Sunday, April 20, 2014

Why some businesses fail while others thrive.

As is my usual Saturday habit, I ventured to one of the well-known machine and woodworking tool distributors for snoop and my customary, usual purchase.

     The first thing I noticed was that there was  no one in the parking lot.
I was the only vehicle.
I thought that perhaps that branch was closed for some reason.
I parked and looked through the window and the lights are on so I ventured to the door.
There are double doors leading to the display area with an atrium to prevent heat loss during the winter months.
Plastered all over the glass and doors were terms and conditions for sale and the return policy. They had been printed on a laser printer and stuck on the glass with scotch tape leaving the impression for me at least that I had just entered some second-rate flea market.

    I glanced over my right shoulder and through the glass I could see the loan cashier playing a game on her I Pad while holding same under cover of the counter.
I presume she wanted to hide the fact that she had no interest in participating with this operation but perhaps was merely punching the clock and waiting for quitting time.

No doubt a simple question like “Where’s the sandpaper?” would have baffled her at this time.
I opened the door and ventured in only to see the cashier continue playing with her I pad.
 She didn't even bother to look up. ( I was less than 4 feet from her.)

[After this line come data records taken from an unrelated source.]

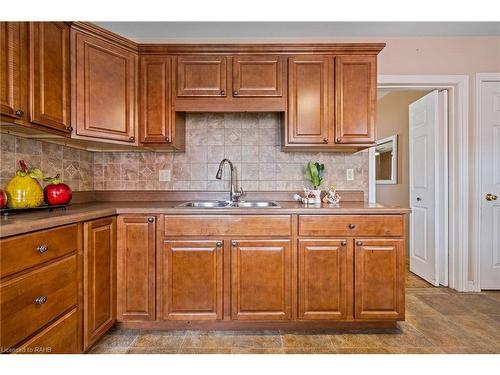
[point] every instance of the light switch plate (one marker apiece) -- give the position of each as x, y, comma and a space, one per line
349, 174
164, 175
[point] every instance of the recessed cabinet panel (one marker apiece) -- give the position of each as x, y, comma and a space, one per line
355, 96
49, 70
192, 281
105, 89
11, 58
201, 76
156, 106
308, 114
323, 282
261, 279
257, 76
99, 278
379, 279
136, 244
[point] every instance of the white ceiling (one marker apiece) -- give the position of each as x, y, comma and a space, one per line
189, 31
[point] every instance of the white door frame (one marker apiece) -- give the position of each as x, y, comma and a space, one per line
458, 173
480, 78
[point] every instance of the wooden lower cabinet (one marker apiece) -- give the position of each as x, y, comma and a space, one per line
379, 279
192, 282
61, 337
261, 275
323, 278
99, 277
136, 246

    The store occupies roughly 5000 ft.² and is littered with machines and tools on display for sale.
There was one other customer in the store and he was proceeding to leave as I entered.
 I worked my way down one aisle looking at this and that. Much of it had price tags and many did not.
      A small advert pasted on the wall half way down the display area announced a 3 day sale from April 9th to April 12th. It was April 20th today making the pricing questionable to say the least.

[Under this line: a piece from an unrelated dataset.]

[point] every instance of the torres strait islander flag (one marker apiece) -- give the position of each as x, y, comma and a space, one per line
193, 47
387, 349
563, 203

    The manager, whom I have known for more than a year, was tinkering with one of his hobby creations and attempting to set it up on one of the wood lathes on display.
He looked up and acknowledged me but quickly went right back to playing with his toys.

     I gradually made my way back to the front door and left the building taking careful note that no one looked up or acknowledged the fact I was leaving.

 Next time I hear someone complaining that employers don't give entry-level staff a decent wage and I will reflect back on this situation and question why employees, while being paid, don’t try to give anything back to the employer.

2 comments:

Slipping through the cracks said...

It's frustrating and depressing to witness this lack of caring by employees. What's it going to take?
Maybe a trip down to the Bissel Centre to see the homeless. Some might have to ask themselves: Could this happen to me?

hoth mob said...

I understand your point- seeing the company underlings adrift in a retail haze. But where does that come from? The top. Why were there no customers in the store? Obviously someone higher up isn't bringing in the traffic, marketing is failing, or the product offering is stagnant.

I guess my point is Apathy is trickle down. Most corporate retail doesn't care about woodworking, or quality tools, they have a bean counter do the buying from the cheapest supplier. When a team of employees knows the management doesn't care, it's epidemic.